Protecting humans means protecting the tools humans use.
Human risk management (HRM) means reducing human-based risk, or in our particular area, human-based cybersecurity risk. Study after study has shown that, in one way or another, humans are involved in the vast majority of cybersecurity incidents.
Sometimes it is humans being tricked into making faulty security decisions by social engineering. Other times, it is making faulty choices that end up lessening security protections or accidentally sending confidential information to the wrong people. Human risk even involves maliciously-minded employees who do not have their employer’s best interests at heart – insider threat. There are myriad ways that humans are involved in making decisions and performing actions that result in cyber compromises.
Much of HRM involves training. Training in how to recognize, mitigate, and report threats (i.e., security awareness training), coaching in how to make better security decisions, and education in how to securely configure systems. Of course, using cybersecurity tools and products to prevent threats from getting to users, where they have to make critical security decisions in the first place, is even better.
KnowBe4 and its products are directly involved in all of that.
We have:
Nothing in the cybersecurity world stays the same for long. Since OpenAI’s release of ChatGPT in October 2022, the world has been involved in a huge paradigm shift from traditional computer tools to Artificial Intelligence- (AI) enabled tools. Within a few years, almost all traditional cyber tools will be converted to AI-enabled versions. Most new cyber tools will be created to be AI-enabled from the start. The cyber world has quickly become an “AI first” ecosystem.
KnowBe4 has been using AI and its precursors (like machine learning) for over 10 years!
Today, everything we do is AI first. That is because we can see that AI-enabled cybersecurity defense tools have real value. Our data shows that our customers who use our AI-enabled tools, like AIDA, are more efficient and have better outcomes.

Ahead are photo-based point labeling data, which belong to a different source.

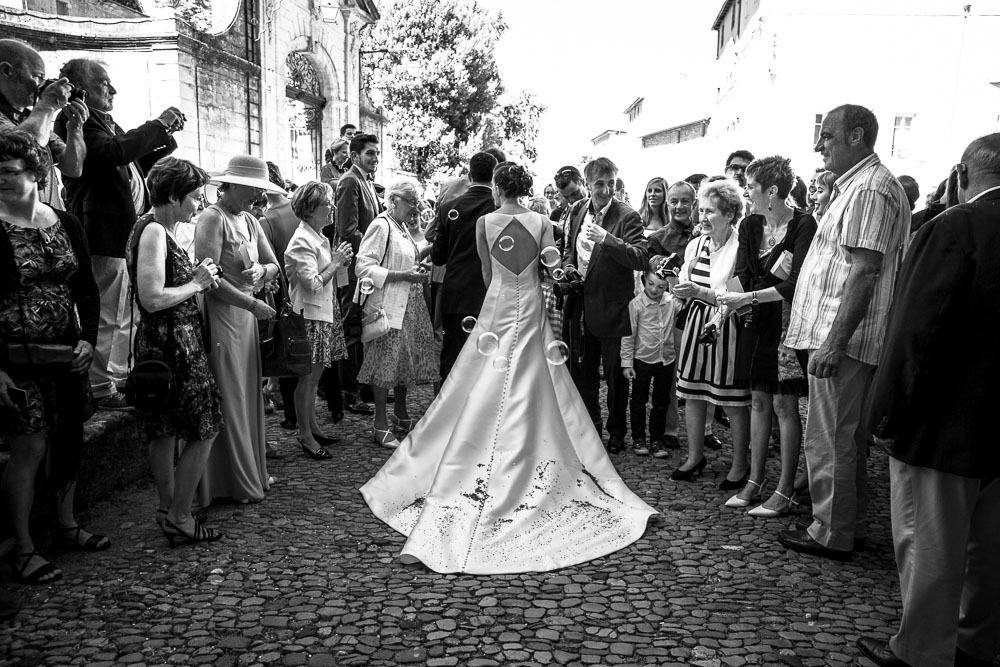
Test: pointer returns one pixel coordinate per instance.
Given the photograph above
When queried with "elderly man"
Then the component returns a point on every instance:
(108, 197)
(22, 73)
(838, 316)
(935, 387)
(604, 241)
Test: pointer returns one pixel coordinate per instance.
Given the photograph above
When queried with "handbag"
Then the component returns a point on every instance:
(375, 324)
(285, 349)
(149, 386)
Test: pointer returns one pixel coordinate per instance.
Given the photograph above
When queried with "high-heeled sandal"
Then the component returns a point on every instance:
(200, 534)
(767, 512)
(738, 502)
(39, 574)
(72, 537)
(161, 515)
(402, 424)
(681, 475)
(384, 437)
(320, 454)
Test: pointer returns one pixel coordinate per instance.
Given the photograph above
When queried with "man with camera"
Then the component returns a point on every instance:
(108, 197)
(29, 102)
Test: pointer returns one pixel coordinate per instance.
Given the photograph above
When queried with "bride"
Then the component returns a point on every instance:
(505, 472)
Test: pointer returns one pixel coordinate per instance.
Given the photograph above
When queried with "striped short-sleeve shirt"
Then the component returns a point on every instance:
(868, 210)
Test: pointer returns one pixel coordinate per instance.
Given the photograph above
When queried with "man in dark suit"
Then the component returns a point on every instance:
(108, 197)
(930, 404)
(606, 244)
(356, 206)
(462, 291)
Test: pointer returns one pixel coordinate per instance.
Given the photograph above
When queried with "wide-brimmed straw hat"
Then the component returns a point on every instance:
(247, 170)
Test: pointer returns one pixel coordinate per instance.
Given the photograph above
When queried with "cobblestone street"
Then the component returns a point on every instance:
(310, 577)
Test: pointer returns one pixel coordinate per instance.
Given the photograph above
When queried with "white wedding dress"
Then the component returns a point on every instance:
(505, 472)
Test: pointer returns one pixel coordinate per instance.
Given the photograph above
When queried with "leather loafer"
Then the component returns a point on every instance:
(879, 652)
(801, 541)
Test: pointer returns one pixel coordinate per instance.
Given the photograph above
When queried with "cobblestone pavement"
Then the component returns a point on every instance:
(310, 577)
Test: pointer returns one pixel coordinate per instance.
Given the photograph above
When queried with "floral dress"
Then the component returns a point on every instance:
(46, 263)
(196, 412)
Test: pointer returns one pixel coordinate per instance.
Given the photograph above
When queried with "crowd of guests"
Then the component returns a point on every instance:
(734, 295)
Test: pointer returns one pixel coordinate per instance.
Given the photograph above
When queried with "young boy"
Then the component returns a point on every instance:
(648, 357)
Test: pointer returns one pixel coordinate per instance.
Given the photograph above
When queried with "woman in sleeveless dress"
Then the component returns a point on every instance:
(233, 239)
(506, 473)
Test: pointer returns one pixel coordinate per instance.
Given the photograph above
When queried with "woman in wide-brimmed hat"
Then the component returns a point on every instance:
(233, 239)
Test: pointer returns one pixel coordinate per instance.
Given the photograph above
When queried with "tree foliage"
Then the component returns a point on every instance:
(433, 71)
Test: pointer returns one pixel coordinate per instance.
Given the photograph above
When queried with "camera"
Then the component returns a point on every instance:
(75, 92)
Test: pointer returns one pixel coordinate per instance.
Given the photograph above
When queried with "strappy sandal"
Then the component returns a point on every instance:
(39, 574)
(200, 534)
(71, 537)
(384, 438)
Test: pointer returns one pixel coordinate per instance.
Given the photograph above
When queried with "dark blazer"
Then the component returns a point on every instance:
(609, 283)
(356, 208)
(936, 386)
(462, 291)
(101, 197)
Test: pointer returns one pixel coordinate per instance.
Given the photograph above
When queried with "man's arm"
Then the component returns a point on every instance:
(866, 267)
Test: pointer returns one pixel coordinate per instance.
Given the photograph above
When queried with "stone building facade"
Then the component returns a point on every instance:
(273, 78)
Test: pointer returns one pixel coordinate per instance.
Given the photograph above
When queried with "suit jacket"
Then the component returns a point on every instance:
(356, 208)
(101, 197)
(609, 283)
(936, 385)
(462, 291)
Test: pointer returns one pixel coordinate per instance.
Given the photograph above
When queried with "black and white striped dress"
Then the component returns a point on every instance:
(707, 372)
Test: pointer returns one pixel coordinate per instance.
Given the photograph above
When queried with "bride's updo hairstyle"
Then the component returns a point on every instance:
(512, 180)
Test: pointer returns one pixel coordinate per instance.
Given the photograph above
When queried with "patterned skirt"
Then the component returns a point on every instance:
(406, 356)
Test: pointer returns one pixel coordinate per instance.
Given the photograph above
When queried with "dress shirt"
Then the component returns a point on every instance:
(652, 340)
(307, 254)
(868, 209)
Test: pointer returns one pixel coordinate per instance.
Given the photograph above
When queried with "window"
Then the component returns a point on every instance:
(901, 136)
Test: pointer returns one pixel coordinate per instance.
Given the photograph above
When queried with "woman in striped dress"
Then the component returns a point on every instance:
(707, 365)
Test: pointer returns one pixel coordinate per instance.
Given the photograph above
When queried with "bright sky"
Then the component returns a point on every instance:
(587, 60)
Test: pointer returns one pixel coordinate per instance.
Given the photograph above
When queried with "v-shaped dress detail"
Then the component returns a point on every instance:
(505, 472)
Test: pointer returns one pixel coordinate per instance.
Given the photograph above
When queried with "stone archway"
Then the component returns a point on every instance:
(304, 105)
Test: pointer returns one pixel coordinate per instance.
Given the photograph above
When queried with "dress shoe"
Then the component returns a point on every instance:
(801, 541)
(879, 652)
(713, 442)
(616, 444)
(359, 407)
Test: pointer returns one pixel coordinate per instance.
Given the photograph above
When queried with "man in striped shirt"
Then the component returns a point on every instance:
(838, 316)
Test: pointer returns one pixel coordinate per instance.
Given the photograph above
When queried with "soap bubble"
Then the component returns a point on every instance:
(488, 343)
(557, 353)
(549, 257)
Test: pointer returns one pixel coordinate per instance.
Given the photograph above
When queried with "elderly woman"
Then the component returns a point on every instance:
(707, 362)
(44, 394)
(170, 330)
(232, 239)
(773, 241)
(390, 285)
(311, 266)
(653, 209)
(336, 162)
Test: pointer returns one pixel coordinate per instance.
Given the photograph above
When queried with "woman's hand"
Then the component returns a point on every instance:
(343, 254)
(82, 355)
(261, 310)
(6, 383)
(206, 275)
(734, 300)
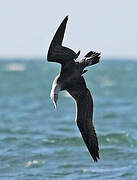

For example, allowing AIDA to select simulated phishing templates to test employees results in two to three times more educational opportunities, and that results in real human risk reduction. We know that when our customers use AI, it results in better human decisions and actions.
KnowBe4 is also evolving to better protect the AI-enabled tools that humans use to protect themselves. As mentioned above, every traditional cybersecurity defense is being AI-enabled (again, because of better outcomes and efficiencies). Our AI agents are quickly becoming an extension of ourselves. We are only going to get more AI agents to help defend ourselves over time. How well our own AI agents do in defending us will directly impact human risk.
Many traditional everyday cyber tools we use, like browser extensions, are quickly being augmented with AI and becoming AI agents for us. We wrote about this here.
There is a decent chance that in the near future, AI agents will take over much of the way we interface with the Internet and each other over the Internet. For example, many believe the reigning days of browsers, email and websites are soon coming to an end. All those things will be quickly replaced with a personalized AI agent that runs on our devices to assist us in doing the things we used to do with separate tools. Instead of using a browser to search for something, we will just ask our AI agent to do it.
Instead of booking travel (e.g., flights, car rentals, hotels, etc.) we will just ask our AI agent to do it. Our AI agent will know our preferences. It will know that we prefer exit row seating next to the window on airplanes, specific hotel chains, mid-sized SUVs and like to scuba dive. It will know all this and automatically take care of the arrangements without being required to visit four different websites, typing in most of the same information about the trip to make it happen.
The centralized AI agent will keep our communication threads separate and informational, whether the people we are communicating with use email, SMS, WhatsApp or a phone call. No need to keep track of people or groups across separate apps. There is a decent chance that all the ways we used to communicate on the Internet (and our phones) are seen as similar to people who used to use typewriters, travel agents and carbon paper to make copies.
Hackers have always attacked what is most used and most popular. That particular fact has remained consistent throughout the decades.
Note: I first wrote about the IT security fact that hackers hacked the most popular software the most in 2009. I called it the Grimes Corollary. The only difference now is that I was just referring only to software back then, and now that corollary must be expanded to include hardware, services and sites, too.
Accordingly, any of the popular AI agents a company uses and what we use personally will become the primary targets of hacking attacks. It is guaranteed. Soon, the cybersecurity battleground will be made up of AIs, AI interfaces, AI agents and, of course, their human operators.
To that end, KnowBe4 is re-dedicating itself to protecting the AI agents that humans use to protect themselves, along with the humans. We are hard at work, creating AI defense agents that will protect your AI agents. It is a natural step for any cybersecurity organization that wants to decrease human risk. You cannot efficiently decrease human risk without also protecting the agents that the humans use for safety.
It is a slight mental shift in how we imagined ourselves working and protecting human behaviors and actions as compared to the past, but one we are wholly committed to making come true in the near future. Pretty soon, it probably will not sound like heresy to say our online lives are a combination of us and our agents.
Protecting humans and reducing human risk means protecting the tools they use to protect themselves. KnowBe4 is on it.